“James Carter destacó como un ejemplo para los estadounidenses, dedicado a la justicia y a la decencia. Era un visionario, puso en la línea su presidencia para lograr que se aprobaran leyes para conservar energía, elevó la salvaguarda de los derechos humanos a lo más alto de sus prioridades y presionó para avanzar la agenda de las mujeres”.
Eulogía del vicepresidente Walter Mondale, leída por su hijo, en el entierro de James Carter, 9 de enero de 2025.
Jimmy Carter, el granjero de cacahuates de Georgia, incomprendido como presidente (1976-1980) y aplaudido unánimemente como expresidente, fue sepultado ayer en la rotonda del Capitolio, la catedral de la democracia de Estados Unidos.
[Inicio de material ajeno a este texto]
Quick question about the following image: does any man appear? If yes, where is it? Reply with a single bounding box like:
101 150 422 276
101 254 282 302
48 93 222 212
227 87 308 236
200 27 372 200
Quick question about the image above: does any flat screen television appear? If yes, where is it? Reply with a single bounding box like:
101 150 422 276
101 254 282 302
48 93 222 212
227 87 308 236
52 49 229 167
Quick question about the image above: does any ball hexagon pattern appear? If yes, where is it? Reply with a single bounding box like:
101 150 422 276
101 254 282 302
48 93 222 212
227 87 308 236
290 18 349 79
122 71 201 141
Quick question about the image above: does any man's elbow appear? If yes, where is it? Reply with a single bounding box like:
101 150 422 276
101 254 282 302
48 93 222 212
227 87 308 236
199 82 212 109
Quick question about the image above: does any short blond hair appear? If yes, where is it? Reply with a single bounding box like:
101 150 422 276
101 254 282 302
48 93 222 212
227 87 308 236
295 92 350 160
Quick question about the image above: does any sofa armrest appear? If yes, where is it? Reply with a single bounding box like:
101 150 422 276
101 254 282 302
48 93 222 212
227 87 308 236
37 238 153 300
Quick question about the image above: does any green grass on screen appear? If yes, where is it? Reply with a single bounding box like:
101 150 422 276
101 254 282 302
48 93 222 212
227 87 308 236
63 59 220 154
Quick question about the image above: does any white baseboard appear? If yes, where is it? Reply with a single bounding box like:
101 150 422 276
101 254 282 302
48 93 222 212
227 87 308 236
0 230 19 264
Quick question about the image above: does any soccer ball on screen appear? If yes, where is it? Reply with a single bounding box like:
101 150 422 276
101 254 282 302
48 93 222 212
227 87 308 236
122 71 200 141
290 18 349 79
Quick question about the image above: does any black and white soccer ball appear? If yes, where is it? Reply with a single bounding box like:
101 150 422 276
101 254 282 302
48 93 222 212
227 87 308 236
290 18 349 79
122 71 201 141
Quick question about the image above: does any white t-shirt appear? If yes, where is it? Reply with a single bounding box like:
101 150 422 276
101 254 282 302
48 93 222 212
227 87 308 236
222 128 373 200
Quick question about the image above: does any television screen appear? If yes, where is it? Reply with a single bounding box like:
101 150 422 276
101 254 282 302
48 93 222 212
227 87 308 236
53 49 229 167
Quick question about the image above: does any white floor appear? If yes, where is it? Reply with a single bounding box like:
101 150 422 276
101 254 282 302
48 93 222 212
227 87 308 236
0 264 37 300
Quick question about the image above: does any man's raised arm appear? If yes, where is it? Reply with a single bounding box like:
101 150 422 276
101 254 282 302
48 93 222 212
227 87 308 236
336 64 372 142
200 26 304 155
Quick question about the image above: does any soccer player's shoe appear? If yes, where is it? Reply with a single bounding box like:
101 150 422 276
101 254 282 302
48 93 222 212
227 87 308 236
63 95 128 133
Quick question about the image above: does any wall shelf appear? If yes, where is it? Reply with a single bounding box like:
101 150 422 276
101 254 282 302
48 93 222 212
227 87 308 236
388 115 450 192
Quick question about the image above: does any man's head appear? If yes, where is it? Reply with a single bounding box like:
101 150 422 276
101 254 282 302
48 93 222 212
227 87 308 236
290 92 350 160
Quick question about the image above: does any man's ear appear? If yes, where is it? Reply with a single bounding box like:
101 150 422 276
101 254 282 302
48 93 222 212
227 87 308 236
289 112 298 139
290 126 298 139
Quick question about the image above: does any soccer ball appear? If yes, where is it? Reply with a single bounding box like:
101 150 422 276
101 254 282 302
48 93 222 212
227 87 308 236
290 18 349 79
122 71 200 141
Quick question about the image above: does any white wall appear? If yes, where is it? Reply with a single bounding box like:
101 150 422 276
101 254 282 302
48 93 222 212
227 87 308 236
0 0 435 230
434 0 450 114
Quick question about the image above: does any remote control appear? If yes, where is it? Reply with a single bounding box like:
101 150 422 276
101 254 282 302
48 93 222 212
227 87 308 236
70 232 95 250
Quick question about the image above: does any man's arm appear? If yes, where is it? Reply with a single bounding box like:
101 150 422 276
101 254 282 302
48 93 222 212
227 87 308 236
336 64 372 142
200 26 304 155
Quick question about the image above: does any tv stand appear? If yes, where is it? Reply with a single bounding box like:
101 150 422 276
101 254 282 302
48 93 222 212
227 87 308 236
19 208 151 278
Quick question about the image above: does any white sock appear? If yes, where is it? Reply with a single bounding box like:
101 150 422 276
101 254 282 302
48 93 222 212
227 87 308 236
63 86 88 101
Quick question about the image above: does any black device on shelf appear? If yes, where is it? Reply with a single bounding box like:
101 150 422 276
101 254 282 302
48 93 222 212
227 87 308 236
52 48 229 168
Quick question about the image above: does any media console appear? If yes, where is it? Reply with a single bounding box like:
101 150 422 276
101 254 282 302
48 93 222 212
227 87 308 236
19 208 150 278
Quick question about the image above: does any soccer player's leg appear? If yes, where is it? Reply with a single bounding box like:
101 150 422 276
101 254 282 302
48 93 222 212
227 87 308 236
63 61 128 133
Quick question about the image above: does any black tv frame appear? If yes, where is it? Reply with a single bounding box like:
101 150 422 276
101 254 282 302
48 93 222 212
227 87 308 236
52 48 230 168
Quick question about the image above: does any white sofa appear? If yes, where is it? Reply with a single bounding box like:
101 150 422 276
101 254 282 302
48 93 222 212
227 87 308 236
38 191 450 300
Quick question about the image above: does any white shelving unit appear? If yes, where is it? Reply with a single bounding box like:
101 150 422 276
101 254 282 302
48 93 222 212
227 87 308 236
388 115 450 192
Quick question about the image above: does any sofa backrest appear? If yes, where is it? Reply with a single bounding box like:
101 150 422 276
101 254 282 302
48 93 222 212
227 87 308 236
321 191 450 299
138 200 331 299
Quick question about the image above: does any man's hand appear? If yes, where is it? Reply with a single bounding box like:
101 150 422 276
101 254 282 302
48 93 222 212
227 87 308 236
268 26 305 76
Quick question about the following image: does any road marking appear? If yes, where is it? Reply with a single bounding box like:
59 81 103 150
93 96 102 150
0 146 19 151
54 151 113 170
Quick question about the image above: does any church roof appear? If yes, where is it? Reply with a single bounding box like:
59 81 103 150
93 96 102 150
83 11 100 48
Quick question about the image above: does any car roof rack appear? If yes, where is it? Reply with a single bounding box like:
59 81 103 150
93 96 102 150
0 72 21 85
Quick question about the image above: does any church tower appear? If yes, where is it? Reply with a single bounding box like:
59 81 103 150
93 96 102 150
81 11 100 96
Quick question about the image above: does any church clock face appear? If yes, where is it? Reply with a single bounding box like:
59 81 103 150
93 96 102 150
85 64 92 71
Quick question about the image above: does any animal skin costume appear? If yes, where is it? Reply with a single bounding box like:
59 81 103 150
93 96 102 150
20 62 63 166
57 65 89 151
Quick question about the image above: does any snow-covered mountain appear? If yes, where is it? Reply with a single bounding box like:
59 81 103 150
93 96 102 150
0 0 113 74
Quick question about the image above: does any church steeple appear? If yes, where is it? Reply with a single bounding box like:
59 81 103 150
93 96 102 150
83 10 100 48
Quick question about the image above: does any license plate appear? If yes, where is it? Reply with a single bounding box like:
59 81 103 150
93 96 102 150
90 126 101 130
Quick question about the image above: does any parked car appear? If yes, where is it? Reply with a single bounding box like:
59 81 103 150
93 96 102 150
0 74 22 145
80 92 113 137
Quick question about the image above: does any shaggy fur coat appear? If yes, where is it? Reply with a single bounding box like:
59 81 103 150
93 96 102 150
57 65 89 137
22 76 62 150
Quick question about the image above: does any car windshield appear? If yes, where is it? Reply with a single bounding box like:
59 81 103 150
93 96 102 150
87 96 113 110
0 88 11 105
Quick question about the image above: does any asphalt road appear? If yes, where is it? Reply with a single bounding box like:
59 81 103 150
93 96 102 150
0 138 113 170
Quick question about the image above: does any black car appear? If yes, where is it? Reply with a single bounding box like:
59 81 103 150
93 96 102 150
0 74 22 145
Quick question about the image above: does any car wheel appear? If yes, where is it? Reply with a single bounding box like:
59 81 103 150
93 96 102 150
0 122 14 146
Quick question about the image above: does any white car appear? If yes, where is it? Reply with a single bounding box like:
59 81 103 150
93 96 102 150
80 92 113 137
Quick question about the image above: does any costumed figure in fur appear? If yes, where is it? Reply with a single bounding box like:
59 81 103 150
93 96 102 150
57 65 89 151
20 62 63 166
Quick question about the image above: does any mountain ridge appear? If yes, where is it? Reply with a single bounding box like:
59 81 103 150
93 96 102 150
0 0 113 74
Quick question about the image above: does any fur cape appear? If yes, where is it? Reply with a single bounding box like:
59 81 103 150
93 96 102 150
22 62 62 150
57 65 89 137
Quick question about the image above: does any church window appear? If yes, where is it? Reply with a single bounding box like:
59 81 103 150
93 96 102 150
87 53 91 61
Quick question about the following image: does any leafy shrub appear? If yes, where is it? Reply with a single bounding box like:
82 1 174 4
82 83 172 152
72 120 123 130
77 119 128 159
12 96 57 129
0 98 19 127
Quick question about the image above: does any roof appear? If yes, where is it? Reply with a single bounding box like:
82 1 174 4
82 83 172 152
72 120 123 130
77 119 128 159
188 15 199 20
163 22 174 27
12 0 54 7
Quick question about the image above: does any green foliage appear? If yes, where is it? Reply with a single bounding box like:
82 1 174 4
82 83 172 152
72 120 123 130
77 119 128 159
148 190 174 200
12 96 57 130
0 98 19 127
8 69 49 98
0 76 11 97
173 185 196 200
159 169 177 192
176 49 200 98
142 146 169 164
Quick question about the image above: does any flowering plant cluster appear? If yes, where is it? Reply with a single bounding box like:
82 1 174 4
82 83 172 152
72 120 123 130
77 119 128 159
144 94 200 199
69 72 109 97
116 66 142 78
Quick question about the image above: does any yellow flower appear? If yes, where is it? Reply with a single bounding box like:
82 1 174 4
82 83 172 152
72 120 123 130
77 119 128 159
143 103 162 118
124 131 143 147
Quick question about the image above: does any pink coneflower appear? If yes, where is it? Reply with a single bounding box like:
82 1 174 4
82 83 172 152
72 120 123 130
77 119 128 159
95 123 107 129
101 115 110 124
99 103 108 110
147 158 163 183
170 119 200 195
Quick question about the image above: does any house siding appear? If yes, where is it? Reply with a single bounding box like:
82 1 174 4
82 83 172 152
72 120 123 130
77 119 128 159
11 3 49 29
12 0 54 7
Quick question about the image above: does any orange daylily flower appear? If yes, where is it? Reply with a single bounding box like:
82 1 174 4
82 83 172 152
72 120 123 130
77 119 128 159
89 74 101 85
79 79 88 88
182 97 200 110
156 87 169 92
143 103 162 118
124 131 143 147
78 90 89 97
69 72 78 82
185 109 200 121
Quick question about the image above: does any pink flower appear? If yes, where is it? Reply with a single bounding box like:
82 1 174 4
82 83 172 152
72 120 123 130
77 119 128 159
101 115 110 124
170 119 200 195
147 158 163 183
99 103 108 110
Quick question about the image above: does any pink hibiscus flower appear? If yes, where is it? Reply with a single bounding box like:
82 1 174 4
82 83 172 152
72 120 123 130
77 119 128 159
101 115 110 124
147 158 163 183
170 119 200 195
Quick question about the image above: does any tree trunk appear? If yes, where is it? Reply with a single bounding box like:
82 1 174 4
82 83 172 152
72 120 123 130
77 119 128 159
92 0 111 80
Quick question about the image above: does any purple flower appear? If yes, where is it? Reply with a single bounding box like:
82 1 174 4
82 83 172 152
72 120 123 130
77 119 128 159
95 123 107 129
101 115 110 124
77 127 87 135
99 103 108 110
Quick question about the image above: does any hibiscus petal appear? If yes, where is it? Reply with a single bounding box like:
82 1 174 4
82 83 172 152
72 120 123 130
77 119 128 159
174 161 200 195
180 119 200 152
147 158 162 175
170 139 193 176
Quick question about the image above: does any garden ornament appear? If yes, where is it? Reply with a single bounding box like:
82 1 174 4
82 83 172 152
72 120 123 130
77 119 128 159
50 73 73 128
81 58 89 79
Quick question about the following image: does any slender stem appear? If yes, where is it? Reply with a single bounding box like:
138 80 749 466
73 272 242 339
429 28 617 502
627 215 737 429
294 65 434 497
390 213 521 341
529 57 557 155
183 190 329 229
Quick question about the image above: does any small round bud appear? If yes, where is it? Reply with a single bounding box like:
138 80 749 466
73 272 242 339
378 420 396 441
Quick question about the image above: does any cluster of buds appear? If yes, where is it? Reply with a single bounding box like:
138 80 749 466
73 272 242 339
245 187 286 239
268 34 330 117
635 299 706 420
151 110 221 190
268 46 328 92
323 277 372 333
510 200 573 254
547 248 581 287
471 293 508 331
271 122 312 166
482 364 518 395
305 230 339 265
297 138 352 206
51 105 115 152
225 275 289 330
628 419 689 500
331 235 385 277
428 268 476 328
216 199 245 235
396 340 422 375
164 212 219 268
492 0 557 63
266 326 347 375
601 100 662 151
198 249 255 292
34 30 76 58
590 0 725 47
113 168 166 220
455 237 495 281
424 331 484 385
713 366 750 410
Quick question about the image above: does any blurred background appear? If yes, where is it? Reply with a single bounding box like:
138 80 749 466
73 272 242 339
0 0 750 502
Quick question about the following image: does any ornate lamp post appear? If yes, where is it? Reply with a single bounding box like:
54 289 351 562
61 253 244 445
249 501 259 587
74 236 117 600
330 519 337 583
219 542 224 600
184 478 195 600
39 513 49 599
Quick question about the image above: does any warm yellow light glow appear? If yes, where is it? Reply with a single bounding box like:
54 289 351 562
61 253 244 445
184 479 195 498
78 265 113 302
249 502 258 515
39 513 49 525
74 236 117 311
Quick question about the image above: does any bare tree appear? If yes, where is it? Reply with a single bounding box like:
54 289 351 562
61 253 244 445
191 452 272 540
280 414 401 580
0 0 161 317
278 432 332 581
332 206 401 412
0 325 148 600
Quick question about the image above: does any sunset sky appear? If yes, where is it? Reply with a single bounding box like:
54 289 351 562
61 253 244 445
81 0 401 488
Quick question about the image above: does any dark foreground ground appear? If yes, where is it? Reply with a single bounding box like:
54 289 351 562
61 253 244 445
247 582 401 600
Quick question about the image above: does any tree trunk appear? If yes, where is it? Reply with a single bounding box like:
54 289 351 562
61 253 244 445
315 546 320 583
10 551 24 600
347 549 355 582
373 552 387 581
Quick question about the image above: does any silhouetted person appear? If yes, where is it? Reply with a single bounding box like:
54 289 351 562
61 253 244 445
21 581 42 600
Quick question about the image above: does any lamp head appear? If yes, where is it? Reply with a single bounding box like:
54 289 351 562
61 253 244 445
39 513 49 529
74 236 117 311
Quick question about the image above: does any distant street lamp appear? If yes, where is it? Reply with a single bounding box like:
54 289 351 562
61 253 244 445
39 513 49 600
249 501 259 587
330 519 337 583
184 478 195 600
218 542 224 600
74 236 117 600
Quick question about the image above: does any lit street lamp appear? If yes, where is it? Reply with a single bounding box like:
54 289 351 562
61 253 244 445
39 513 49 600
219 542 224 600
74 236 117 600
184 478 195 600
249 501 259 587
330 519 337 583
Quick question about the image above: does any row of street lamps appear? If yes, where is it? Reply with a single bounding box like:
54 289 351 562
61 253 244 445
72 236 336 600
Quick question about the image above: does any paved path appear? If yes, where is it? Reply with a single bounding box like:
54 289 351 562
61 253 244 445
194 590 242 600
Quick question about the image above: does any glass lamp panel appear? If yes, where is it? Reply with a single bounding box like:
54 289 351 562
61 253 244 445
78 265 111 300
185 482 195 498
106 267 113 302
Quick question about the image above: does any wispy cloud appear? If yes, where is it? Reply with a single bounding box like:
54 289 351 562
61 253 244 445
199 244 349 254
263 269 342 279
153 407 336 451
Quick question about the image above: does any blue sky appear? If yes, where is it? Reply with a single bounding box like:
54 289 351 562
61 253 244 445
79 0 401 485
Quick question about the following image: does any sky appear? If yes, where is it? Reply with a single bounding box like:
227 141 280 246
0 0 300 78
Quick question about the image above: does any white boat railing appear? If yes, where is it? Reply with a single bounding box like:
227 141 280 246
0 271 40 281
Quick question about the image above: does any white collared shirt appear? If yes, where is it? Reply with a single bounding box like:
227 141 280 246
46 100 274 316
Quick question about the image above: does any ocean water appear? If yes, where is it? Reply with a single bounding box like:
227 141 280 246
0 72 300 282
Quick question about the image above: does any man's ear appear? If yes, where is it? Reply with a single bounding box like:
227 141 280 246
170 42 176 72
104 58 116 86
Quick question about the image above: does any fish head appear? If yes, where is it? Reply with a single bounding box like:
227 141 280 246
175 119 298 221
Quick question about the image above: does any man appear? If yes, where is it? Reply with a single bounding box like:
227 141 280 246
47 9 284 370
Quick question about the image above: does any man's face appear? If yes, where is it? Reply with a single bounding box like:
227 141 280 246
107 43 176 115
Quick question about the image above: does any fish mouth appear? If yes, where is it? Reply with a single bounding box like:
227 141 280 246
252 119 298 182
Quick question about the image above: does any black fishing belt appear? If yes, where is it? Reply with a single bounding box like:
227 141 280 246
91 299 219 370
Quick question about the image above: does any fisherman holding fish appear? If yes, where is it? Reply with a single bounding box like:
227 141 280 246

Donald Trump, en esa misma catedral, hace cuatro años, azuzó una insurrección para impedir que se certificara el triunfo electoral de Joe Biden, quien legítimamente lo había vencido en las urnas dos meses antes.
Carter, durante su campaña electoral que lo llevaría a la Presidencia en 1976, prometió a los electores nunca decir mentiras. Es decir, hizo un voto que cumplió a cabalidad de ser un Ejecutivo virtuoso con grandes valores humanos –sencillez, honestidad y empatía–. Valores que fueron acompañados de una aguda inteligencia.
Trump es un mentiroso serial. Miente abiertamente y tiene la capacidad, con base en amenazas y recompensas, de transformar sus mentiras en una realidad alterna aceptada por sus correligionarios. Cuando tome posesión por segunda ocasión, el próximo 20 de enero, no sólo perdonará a los bandoleros que asaltaron el Capitolio y acabaron con la vida de varios policías, sino que los convertirá en héroes de lo que llama un movimiento de resistencia a las arbitrariedades del Estado profundo.
Carter instaló en los años 70 paneles solares en la Casa Blanca. Arriesgó su presidencia por un tema entonces prácticamente desconocido, el cambio climático. Su sucesor, el republicano Ronald Reagan, los quitó unos años más tarde.
Trump es un renegado del cambio climático. Su eslogan de campaña en temas energéticos fue extrae, extrae crudo, baby (drill, drill, baby).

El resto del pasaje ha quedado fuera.